We saw stunning shots of snow leopards, bobcats and polar bears, all filmed in the remotest icy wilderness. A mother sea otter kept her baby afloat in water so cold it looked like slush, by blowing into his fur till he became a pom-pom bobbing on the waves.

First class ride of the night:

Like any old loco, the steam train on the line from Fort William to Mallaig, on World’s Most Scenic Railway Journey (C5), took a while to get going. But half an hour in, the landscape of lochs and mountains was just magical.

In the mountains of southern China, snub-nosed monkeys snuggled up for warmth. Their fat, pink lips gave them the look of a gaggle of Love Islanders fresh from their collagen injections.

Liz demonstrated why monkeys cluster together on their snowy perches, by gathering mugs of hot chocolate together. The ones at the middle stayed hottest.

Simple explanations like this used to be the norm on TV, thanks to programmes such as Tomorrow’s World. These days, most presenters opt for high-tech graphics and CGI, not realising that complex scientific exposition is quickly forgotten.

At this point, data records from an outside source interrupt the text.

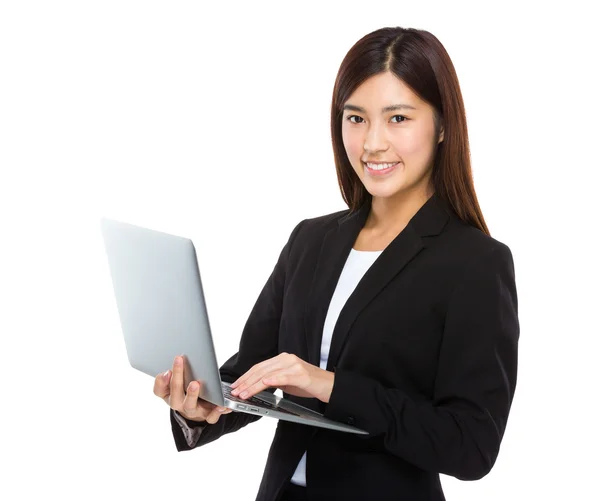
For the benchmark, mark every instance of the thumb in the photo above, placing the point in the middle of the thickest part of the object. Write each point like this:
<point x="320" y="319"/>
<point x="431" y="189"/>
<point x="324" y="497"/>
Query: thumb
<point x="162" y="387"/>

I like the Bonnin approach: she isn’t condescending but she doesn’t overestimate the audience’s intelligence either, which at this time of year is very wise. A diet of unremitting mince pies and sherry doesn’t do anything to sharpen the wits.

Maybe the surfeit of calories steeped in alcohol is to blame, but the ping-ponging chronology in The Trial Of Christine Keeler (BBC1) is hard to follow.

As the first episode on Sunday ricocheted between years in the early Sixties, I told myself this echoed the dizziness of the era.

But the second part abandoned all pretence at logical order. With each scene, it was impossible to know whether what we’d already watched was in the past or yet to happen.

This story should have been told much more simply, in the order of events.

We could have begun with the first meeting between Stephen Ward and Christine Keeler at a Soho nightclub, and concentrated on the unfolding catastrophe — instead of wondering: ‘Haven’t they already met?’ and ‘Is this before or after she talked to that reporter?’